I am in a great deal of pain from the drive here and the walking and the waiting and the stress of this trip.  In the back of my mind I recall all I've learned about "occult" tethered cord and worry maybe this man who was so right about so many things regarding Danica might be wrong about this.  I now have to move forward in my mind to my appointment with Dr. Tinkle tomorrow and my surgery in March.  I think about going home.  Just like Sunday night when Dan and I were away my throat has not been sore, and I have not had swollen glands since leaving.  This confirms for me there is something in the basement where we live really causing an allergic reaction.  I worry it might be the subtle dampness and lack of airflow that only people with autoimmune issues are really bothered by.  I worry it might be Delaney's puppy, Twixy.  I dread going back, because I really have felt awful since I moved home.  The area of my fusion hurts so bad.  My hands are shaky.  I have gained over ten pounds since I went on daily prednisone, and I feel the self loathing creeping in.  I am many things, but I am not "fat".  I won't be.  Earlier this week I tried not taking my meds because I wanted so badly to get off them.  As the day went on the pressure built in my head, and I knew these were in no way placebos.  I NEED them.  I feel frantic to find a way back to my size eight. 
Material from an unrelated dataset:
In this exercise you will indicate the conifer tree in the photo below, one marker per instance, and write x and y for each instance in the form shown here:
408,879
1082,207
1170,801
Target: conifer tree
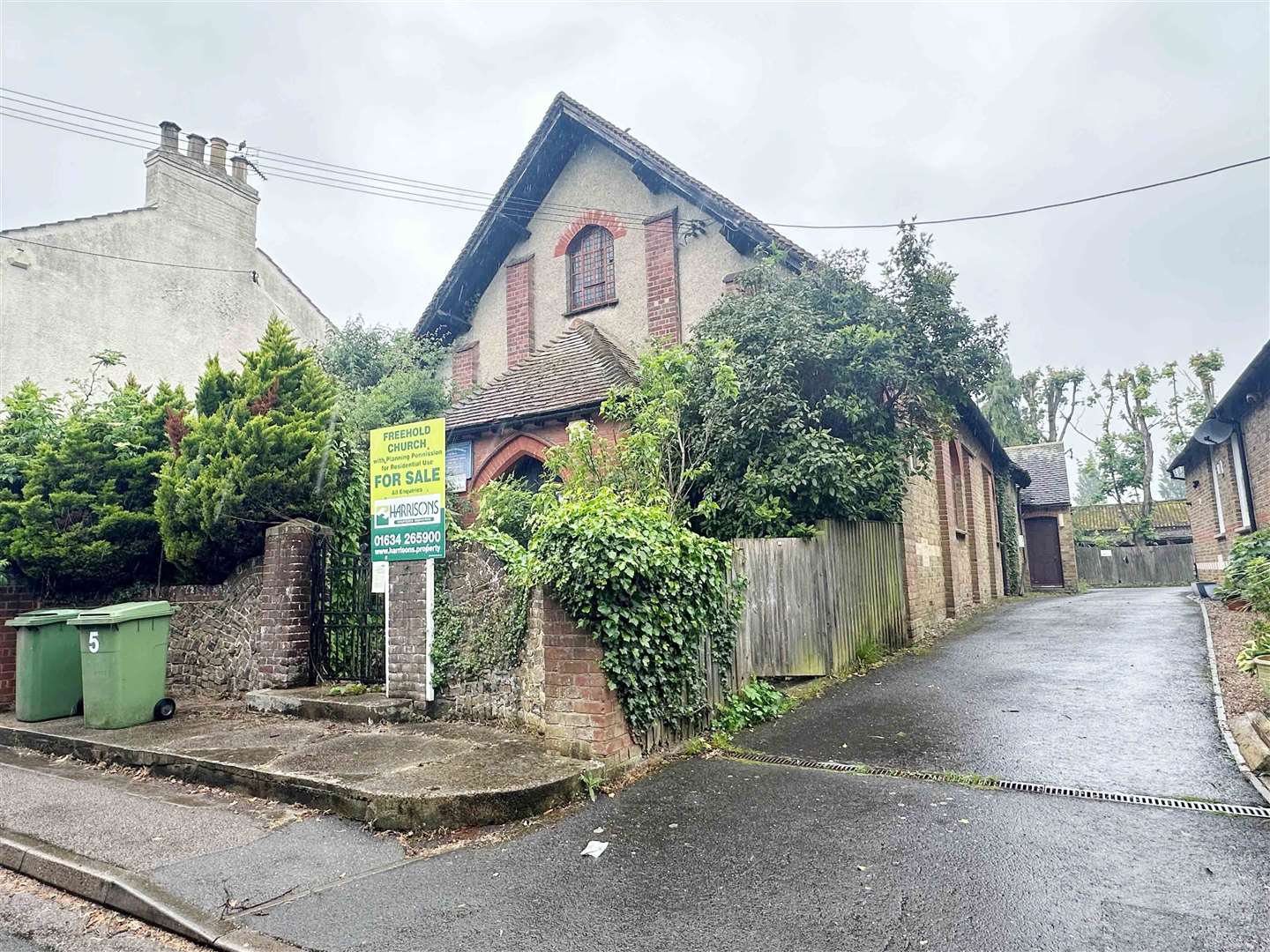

My chest begins to constrict, and I forget to breathe until I hear Danica humming a minuet in the bathtub.  It's a grace moment. I check my email and see a dear family has made a donation for my upcoming surgery, a gift reminding me He will make a way.  He has always made a way.  Gratitude begins to calm me.  How am I so easily distracted from our celebration of amazing news for our girl?  Have I learned nothing?  Am I really back to doubt this soon?  I return to read Ann's words.  Focus on Him.  Praise Him.  Look at His heart.  I feebly begin to thank Him for the great things He has done in us and for us and through us.  How can I not live on this other side of prayer having witnessed powerful healing in Danica's body these past years?  How can I not believe this too is still possible for my own fragile health?  Peace and joy can only be found when glorifying Him and enjoying Him.  This is why we are here.  This is what He made us for. 

Tonight I ask that in the same fervant spirit you have made requests for us you will as generously offer praise.  We have reached an important marker on this journey, and we add another stone to our altar of remembrance.  Our hearts swell in thankfulness to our good God who does all things well.  We pack our bags tomorrow and set out again.  We cannot guess what is next.  It may be a valley of shadows.  It may be a steep mountain to climb, but we go where He leads. We will glorify him.  We will enjoy Him.  Our destination is sure.  Our hope will not disappoint.  Won't you continue on with us?